Volto a rodeá-lo lentamente, confiante, mais calmo, decidido a fazê-lo compreender.

- Não estás a escutar. Os anos no Claustro de Marfim. Dias passados a balbuciar termos de uma língua morta. Os gestos. O entorpecimento do corpo a favor do enaltecimento da mente, para que pudesse controlar os cristais, a energia dos minerais… A Deslocação. A Paralisação. A Cura. A Dor. A Coragem. O Medo. Queriam criar mais um agente da Conspiração. Depois as montanhas geladas. Como eu as odiava. Sempre a forçar o espírito, a testá-lo, a obrigar-nos a abrir caminho na neve deslocando-a com não mais que palavras em livros esquecidos e gestos, quase danças, a procurar calor imaginando-o. Constantemente a pressionar. Para nos manter vivos. Tudo isso. E eu que não queria mais que a minha vida longe de tudo isso. A minha vida quando era abraços, bolos e carrosséis. Não treinar para sobreviver. A minha vida orientada para mentir. Para enganar. Para controlar.

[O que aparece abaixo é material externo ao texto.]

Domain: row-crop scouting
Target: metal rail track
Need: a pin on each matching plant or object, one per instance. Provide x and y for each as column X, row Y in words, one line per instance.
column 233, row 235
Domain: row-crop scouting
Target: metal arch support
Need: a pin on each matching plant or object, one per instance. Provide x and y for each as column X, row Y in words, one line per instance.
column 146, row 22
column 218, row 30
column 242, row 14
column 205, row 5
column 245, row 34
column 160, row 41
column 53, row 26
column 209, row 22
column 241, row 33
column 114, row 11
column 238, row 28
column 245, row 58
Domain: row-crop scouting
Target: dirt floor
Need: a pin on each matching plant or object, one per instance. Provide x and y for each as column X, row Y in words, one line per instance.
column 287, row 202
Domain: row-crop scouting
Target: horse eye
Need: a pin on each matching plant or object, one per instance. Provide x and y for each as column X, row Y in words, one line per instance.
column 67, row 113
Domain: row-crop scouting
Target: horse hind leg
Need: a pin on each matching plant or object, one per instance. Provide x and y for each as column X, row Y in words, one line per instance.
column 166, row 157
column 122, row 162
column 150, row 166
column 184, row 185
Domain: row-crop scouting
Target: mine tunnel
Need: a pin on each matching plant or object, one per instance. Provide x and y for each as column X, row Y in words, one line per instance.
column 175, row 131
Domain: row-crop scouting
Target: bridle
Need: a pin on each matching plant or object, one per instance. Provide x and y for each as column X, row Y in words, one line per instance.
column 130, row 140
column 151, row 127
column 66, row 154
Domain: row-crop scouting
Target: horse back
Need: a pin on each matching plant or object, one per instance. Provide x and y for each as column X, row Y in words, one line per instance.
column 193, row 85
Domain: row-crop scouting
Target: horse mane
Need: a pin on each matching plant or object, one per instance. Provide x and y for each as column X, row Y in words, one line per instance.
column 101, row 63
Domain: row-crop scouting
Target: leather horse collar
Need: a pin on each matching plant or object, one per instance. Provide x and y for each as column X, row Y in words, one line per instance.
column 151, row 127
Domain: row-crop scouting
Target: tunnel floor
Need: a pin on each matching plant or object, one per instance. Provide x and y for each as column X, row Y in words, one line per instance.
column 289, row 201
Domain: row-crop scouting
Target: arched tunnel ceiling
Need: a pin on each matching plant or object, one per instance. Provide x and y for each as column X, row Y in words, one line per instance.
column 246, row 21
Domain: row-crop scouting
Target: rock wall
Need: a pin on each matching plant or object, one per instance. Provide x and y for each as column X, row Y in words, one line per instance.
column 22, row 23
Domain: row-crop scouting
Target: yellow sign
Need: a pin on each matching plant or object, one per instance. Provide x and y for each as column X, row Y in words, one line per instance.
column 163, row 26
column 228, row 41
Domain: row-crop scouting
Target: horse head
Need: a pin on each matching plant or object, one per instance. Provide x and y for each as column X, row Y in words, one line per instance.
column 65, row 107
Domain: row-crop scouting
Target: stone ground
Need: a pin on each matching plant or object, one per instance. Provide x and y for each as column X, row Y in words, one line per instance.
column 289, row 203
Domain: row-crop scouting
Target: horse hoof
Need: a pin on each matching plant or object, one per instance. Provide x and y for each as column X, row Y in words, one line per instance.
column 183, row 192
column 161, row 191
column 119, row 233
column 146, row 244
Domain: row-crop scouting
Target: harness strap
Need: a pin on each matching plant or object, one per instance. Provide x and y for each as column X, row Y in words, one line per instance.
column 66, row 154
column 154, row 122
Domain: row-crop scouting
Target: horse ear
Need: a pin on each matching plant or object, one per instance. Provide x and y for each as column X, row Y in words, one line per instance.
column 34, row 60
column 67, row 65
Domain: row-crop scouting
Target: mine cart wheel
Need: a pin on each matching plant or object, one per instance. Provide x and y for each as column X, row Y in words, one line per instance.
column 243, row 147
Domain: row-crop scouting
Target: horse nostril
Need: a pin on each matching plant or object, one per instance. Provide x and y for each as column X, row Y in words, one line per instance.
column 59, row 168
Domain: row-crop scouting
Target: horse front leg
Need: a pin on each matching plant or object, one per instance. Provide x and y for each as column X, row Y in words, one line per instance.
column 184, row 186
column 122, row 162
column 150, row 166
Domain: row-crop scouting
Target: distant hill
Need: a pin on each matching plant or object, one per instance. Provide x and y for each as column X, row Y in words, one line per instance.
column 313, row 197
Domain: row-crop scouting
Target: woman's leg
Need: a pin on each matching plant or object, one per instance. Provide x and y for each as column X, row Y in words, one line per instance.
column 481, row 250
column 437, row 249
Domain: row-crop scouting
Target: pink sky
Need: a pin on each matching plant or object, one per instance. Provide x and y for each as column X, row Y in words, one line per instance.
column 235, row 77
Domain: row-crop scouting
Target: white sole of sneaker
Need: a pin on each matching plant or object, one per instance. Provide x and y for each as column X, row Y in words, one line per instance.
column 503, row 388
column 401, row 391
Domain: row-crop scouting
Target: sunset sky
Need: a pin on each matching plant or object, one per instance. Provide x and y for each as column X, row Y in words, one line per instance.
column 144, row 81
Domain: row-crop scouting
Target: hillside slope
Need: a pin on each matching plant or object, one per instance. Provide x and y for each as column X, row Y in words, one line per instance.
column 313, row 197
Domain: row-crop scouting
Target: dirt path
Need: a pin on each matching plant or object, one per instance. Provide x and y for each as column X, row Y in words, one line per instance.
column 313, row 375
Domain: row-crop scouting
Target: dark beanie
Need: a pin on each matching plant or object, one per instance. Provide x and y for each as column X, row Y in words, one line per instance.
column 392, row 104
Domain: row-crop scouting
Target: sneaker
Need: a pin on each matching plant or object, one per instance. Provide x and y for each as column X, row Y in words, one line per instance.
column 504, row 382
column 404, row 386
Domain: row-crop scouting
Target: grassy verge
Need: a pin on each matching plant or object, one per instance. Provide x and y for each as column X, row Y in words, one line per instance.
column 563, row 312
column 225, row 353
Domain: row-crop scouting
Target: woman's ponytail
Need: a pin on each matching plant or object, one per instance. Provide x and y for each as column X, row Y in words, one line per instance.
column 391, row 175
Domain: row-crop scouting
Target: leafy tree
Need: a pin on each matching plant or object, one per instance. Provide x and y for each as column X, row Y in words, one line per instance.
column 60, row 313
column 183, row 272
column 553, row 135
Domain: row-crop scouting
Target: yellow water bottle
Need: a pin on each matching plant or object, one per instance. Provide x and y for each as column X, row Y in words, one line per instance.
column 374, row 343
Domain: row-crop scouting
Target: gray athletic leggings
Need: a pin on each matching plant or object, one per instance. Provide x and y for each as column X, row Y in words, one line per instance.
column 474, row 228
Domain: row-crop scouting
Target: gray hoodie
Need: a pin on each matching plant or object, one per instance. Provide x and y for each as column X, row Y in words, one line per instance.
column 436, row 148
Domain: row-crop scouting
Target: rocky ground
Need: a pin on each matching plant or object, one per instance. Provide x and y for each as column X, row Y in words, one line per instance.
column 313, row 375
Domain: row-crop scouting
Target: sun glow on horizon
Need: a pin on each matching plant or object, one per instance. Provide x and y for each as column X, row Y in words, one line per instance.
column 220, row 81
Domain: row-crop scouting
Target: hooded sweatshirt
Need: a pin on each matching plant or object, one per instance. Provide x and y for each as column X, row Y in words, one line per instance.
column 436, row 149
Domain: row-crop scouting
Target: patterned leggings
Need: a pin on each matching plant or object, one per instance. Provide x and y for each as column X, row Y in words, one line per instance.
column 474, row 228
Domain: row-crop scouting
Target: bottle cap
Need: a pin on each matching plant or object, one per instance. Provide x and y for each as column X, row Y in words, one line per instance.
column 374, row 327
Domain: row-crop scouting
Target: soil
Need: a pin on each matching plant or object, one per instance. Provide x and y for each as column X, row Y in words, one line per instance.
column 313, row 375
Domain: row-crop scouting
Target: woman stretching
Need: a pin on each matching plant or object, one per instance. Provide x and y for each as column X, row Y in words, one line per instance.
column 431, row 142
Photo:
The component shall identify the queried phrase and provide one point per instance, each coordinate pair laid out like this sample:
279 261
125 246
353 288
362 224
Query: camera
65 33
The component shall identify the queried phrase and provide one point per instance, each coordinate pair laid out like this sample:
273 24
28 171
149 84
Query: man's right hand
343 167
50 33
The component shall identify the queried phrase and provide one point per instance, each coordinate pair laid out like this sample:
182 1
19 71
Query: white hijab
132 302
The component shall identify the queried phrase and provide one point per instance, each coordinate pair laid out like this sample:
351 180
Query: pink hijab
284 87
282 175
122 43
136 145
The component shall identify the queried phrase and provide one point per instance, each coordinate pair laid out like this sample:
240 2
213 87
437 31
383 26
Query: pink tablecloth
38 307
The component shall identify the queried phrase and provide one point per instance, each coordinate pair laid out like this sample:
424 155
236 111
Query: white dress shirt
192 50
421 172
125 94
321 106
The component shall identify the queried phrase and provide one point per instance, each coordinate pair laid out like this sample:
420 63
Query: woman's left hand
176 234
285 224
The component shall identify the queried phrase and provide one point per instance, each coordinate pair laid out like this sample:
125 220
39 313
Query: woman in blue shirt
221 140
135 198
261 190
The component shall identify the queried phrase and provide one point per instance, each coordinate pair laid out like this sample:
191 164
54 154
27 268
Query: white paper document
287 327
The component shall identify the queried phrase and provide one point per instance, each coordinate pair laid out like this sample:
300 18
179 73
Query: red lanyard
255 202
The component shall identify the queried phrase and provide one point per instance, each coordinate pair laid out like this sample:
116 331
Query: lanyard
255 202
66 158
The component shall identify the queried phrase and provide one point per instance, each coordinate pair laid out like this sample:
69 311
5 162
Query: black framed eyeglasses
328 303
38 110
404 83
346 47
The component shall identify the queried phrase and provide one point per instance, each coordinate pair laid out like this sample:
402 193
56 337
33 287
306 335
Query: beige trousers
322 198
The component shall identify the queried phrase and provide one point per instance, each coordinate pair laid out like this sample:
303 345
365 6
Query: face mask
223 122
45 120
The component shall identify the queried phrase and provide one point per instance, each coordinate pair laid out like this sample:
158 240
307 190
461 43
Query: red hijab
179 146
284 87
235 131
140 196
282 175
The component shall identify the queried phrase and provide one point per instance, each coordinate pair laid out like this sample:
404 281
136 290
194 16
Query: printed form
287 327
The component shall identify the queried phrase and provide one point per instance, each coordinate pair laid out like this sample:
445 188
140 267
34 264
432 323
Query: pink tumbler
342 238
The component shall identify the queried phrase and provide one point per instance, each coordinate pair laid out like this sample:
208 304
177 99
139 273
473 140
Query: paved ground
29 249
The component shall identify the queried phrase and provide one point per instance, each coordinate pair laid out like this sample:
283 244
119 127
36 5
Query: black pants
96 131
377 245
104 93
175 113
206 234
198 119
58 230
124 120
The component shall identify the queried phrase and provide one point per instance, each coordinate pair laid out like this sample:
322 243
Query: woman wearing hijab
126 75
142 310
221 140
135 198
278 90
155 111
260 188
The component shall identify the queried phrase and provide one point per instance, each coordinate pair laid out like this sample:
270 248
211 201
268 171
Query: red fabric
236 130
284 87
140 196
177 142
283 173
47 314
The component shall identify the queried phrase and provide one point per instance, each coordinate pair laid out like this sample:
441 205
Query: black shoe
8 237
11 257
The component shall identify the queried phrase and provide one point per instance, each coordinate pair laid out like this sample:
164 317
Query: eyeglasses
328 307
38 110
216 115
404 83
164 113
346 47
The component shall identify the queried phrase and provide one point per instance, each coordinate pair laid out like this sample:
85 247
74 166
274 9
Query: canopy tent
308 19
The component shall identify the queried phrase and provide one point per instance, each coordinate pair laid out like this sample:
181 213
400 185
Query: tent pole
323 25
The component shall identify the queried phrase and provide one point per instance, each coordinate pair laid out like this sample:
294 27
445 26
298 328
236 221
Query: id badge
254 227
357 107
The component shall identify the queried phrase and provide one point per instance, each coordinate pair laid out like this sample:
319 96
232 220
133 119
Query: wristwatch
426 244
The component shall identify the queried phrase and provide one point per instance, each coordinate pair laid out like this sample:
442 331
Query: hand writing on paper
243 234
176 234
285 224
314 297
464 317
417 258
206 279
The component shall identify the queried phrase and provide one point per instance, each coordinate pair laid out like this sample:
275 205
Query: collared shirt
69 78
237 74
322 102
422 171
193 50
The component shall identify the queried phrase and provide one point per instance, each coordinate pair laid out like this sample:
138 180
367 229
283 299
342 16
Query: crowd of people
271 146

- Estou a ver que não encontraste as razões para eu te ter endurecido. Estou a ver que não reconheces o facto de que se não fosse por isso, este momento jamais teria chegado.

- De facto. Não teria chegado. Continuaria feliz. Morreria feliz. Porque a vossa conspiração é uma de séculos. Gerações inteiras viveram e morreram sem saber. Vida dura, e difícil. Mas feliz, ignorante.

- E porque não continuar tudo isso? Mas mais rico. Mais poderoso. Superior!

- Porque quem me ensinou os meus valores não foste tu.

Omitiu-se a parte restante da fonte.